The Senate confirmed Janet Yellen to lead the Federal Reserve Monday by a vote of 56 to 26, capping off a tug-of-war between Democrats and Republicans over President Obama’s nominees that dominated the Senate in its final weeks of 2013.
Yellen, who was nominated by President Obama in October, is the first woman to lead the institution in its 100-year history. She is currently a vice chair of the Fed, a position she has held since 2010, and is known as a close ally of current chairman Ben Bernanke, whose term expires at the end of January. She will take over on Feb. 1.

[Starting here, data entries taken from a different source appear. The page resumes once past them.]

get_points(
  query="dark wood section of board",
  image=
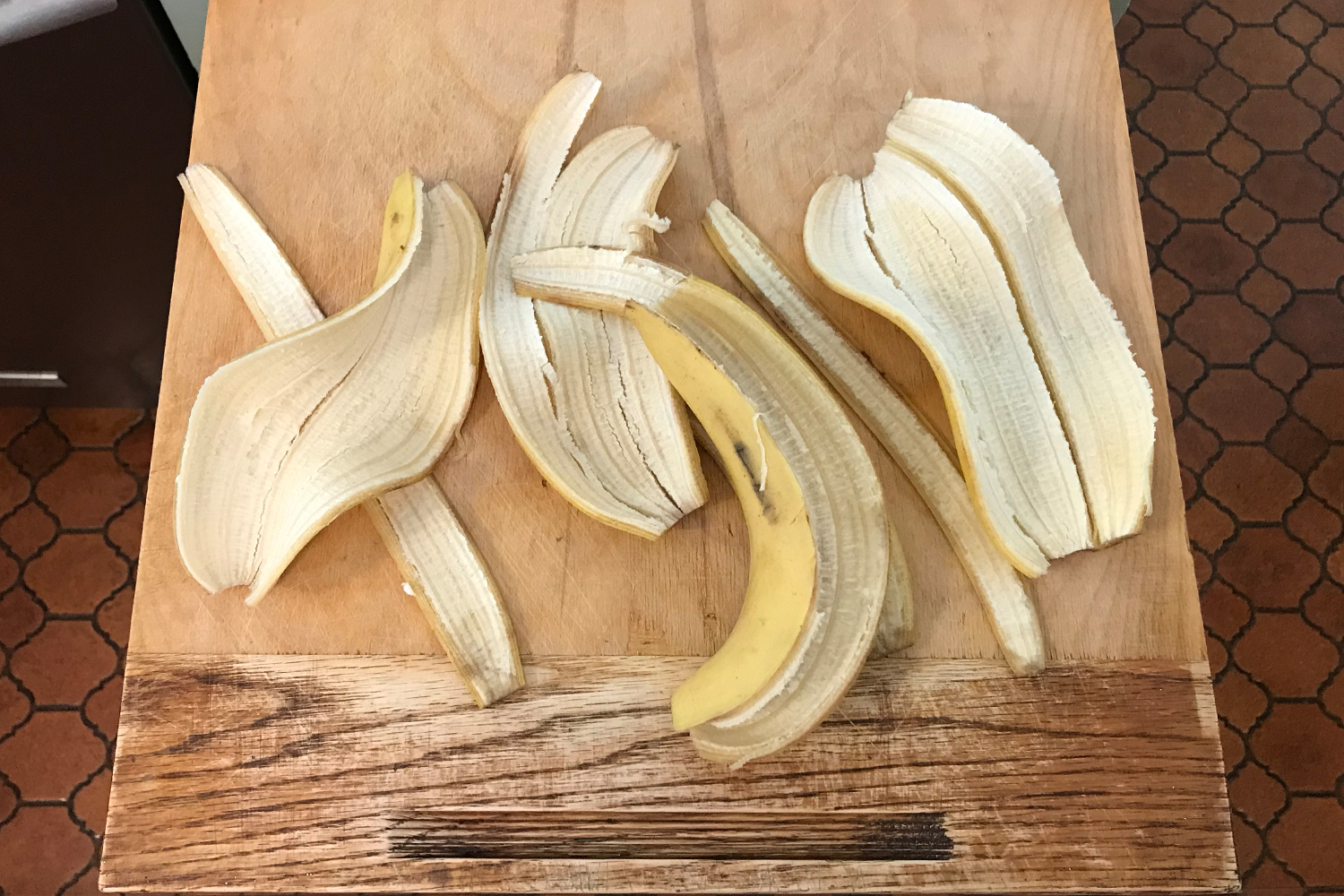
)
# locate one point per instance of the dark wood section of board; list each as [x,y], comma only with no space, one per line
[289,772]
[718,836]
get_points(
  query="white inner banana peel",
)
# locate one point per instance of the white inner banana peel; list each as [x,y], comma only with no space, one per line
[417,522]
[758,400]
[900,430]
[1101,394]
[585,400]
[903,246]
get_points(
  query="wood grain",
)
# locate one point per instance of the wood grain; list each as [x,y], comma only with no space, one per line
[254,772]
[304,745]
[312,110]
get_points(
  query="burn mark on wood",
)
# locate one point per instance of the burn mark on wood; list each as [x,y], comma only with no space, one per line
[668,834]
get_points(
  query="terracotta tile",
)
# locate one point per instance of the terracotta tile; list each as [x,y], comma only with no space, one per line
[1300,23]
[51,845]
[1236,405]
[1169,56]
[1169,293]
[1255,794]
[1292,185]
[1217,654]
[1261,56]
[1314,522]
[1303,745]
[50,754]
[1210,257]
[1306,255]
[1297,444]
[1210,26]
[134,447]
[1328,53]
[1309,839]
[1203,567]
[1314,86]
[1253,484]
[1225,611]
[1287,656]
[1314,327]
[104,707]
[75,573]
[93,426]
[1249,220]
[13,705]
[1179,120]
[1234,151]
[1222,330]
[1331,11]
[1158,222]
[38,450]
[1327,151]
[1268,567]
[19,616]
[90,801]
[115,616]
[1246,841]
[1276,118]
[1134,88]
[27,530]
[1281,366]
[1271,877]
[1222,88]
[1327,481]
[1147,153]
[1231,743]
[1183,366]
[64,662]
[1195,444]
[1265,290]
[13,419]
[86,489]
[13,487]
[1239,700]
[1325,607]
[1161,11]
[1252,11]
[1322,402]
[124,530]
[1209,525]
[1193,187]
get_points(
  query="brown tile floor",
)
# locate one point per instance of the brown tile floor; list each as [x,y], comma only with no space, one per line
[1238,139]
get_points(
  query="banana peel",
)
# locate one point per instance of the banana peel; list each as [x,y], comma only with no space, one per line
[768,414]
[437,559]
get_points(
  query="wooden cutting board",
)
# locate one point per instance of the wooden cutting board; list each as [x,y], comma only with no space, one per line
[320,742]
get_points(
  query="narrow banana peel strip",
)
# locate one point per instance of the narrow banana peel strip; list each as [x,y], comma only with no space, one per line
[728,351]
[586,403]
[836,239]
[1101,394]
[894,424]
[417,522]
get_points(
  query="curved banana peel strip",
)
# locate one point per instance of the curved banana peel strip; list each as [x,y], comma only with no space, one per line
[583,398]
[894,424]
[836,238]
[728,363]
[1102,397]
[418,527]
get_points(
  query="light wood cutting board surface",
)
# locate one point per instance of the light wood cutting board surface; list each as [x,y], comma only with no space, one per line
[257,754]
[779,97]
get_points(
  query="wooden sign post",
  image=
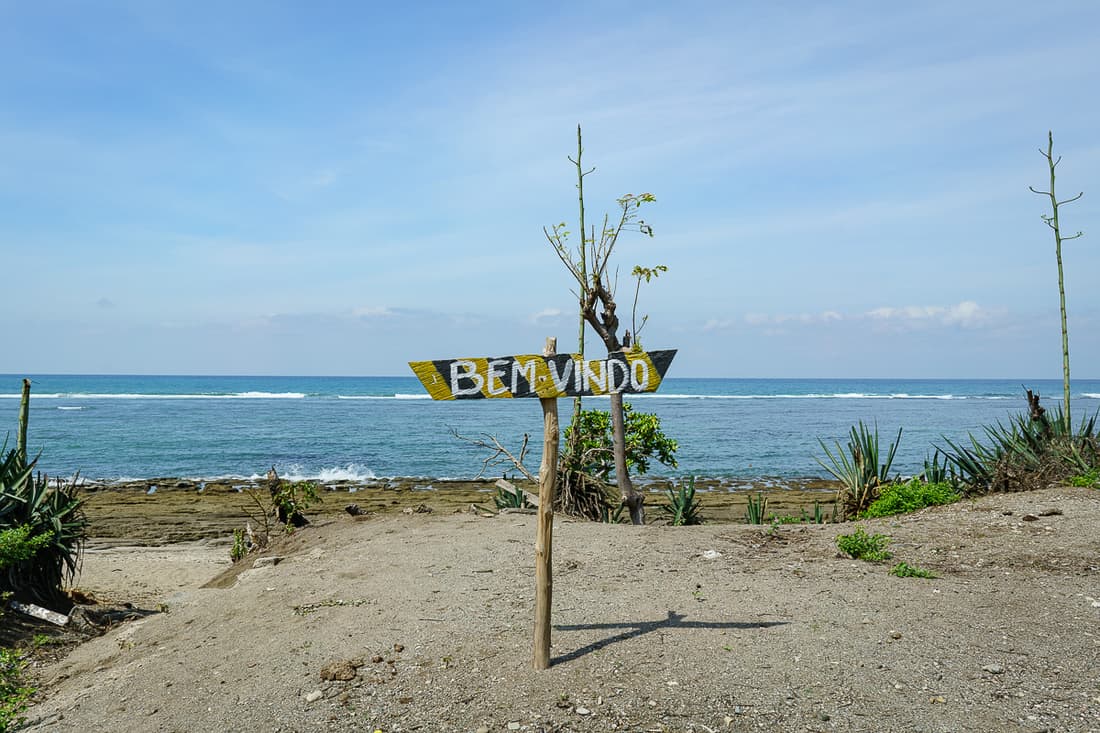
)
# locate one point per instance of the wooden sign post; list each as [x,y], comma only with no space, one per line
[546,376]
[543,537]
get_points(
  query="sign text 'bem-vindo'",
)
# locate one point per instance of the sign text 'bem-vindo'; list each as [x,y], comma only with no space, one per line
[536,375]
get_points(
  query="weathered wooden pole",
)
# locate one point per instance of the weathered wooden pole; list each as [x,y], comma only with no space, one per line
[24,408]
[543,538]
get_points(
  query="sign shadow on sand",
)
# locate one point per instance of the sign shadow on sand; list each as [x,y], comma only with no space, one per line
[639,627]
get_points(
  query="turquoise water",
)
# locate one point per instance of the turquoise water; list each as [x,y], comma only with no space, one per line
[113,427]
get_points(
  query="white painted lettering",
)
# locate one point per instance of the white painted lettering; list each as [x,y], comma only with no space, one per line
[560,381]
[470,373]
[525,369]
[639,375]
[495,375]
[596,376]
[616,384]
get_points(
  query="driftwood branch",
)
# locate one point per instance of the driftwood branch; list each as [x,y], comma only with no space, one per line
[497,452]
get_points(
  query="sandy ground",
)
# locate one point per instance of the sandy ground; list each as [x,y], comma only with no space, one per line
[718,627]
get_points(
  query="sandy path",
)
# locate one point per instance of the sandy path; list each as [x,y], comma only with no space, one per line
[776,633]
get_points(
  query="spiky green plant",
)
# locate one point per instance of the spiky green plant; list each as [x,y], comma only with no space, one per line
[14,692]
[682,507]
[1025,453]
[861,546]
[910,496]
[54,511]
[858,468]
[510,498]
[756,509]
[30,504]
[817,516]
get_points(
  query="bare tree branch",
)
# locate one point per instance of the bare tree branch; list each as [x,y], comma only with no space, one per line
[499,453]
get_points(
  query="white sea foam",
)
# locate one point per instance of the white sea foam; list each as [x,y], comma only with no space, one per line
[375,396]
[129,395]
[298,472]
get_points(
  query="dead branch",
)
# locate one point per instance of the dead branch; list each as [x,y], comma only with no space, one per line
[498,453]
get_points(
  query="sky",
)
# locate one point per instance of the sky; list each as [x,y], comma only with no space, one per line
[342,187]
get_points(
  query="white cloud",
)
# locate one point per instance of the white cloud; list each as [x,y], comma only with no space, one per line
[966,314]
[547,315]
[373,312]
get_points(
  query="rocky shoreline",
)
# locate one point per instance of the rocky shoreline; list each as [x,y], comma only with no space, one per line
[163,511]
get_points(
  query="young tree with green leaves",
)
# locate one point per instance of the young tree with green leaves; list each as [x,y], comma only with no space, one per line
[1052,221]
[591,267]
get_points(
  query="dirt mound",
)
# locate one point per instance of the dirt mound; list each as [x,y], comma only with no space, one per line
[425,622]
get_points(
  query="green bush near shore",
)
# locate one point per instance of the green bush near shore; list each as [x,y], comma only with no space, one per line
[14,693]
[1089,480]
[910,496]
[861,546]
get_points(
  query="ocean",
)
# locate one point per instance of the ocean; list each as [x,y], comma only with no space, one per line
[328,428]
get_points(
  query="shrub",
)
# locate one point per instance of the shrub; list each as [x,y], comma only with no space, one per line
[53,520]
[858,468]
[1027,453]
[1086,480]
[682,507]
[910,496]
[18,545]
[756,509]
[587,459]
[14,693]
[861,546]
[513,498]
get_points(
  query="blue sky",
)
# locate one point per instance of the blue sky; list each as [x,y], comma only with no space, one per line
[339,188]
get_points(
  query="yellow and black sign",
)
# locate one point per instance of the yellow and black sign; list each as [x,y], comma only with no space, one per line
[536,375]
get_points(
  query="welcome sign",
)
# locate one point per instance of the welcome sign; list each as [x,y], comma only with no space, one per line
[545,376]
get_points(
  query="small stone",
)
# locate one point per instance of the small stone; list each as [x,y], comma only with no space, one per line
[342,670]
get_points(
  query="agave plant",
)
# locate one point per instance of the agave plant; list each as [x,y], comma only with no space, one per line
[858,468]
[682,507]
[1025,453]
[756,509]
[54,511]
[52,516]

Though she was not an especially controversial pick for the job, Yellen’s nomination was caught up in the midst of a fight between Senate Democrats and Republicans. When Republicans began blocking many of the president’s nominees to executive and judicial branch positions, Senate Majority Leader Harry Reid, D-Nev., instituted a rules change that prevents the minority party from filibustering nominees for those jobs.
Even with the change, Yellen’s nomination was still delayed by Republicans who were angry about Reid’s move. It was supposed to occur before Congress recessed for the holidays, but was ultimately scheduled for the day of the Senate’s return. Sen. Rand Paul, R-Ky., was also delaying the confirmation in protest of his inability to get Reid to schedule a vote on a bill to audit the Fed.
Before lawmakers left town, however, she cleared a key procedural vote by a margin of 59 to 34, signaling she would likely be confirmed. Her confirmation wasn’t without opposition, though: before the vote, Heritage Action, an outside conservative group, announced it was opposing her nomination due to the Fed’s monetary policies and would include it on a list of votes used to score lawmakers.
The biggest challenge ahead for Yellen will be overseeing the so-called “taper” of monetary support for the economy it has been providing since 2008. Fed’s rate-setting panel announced last month that it will cut its monthly purchases of mortgages and U.S. Treasury securities back to $75 billion a month, a $10 billion decrease.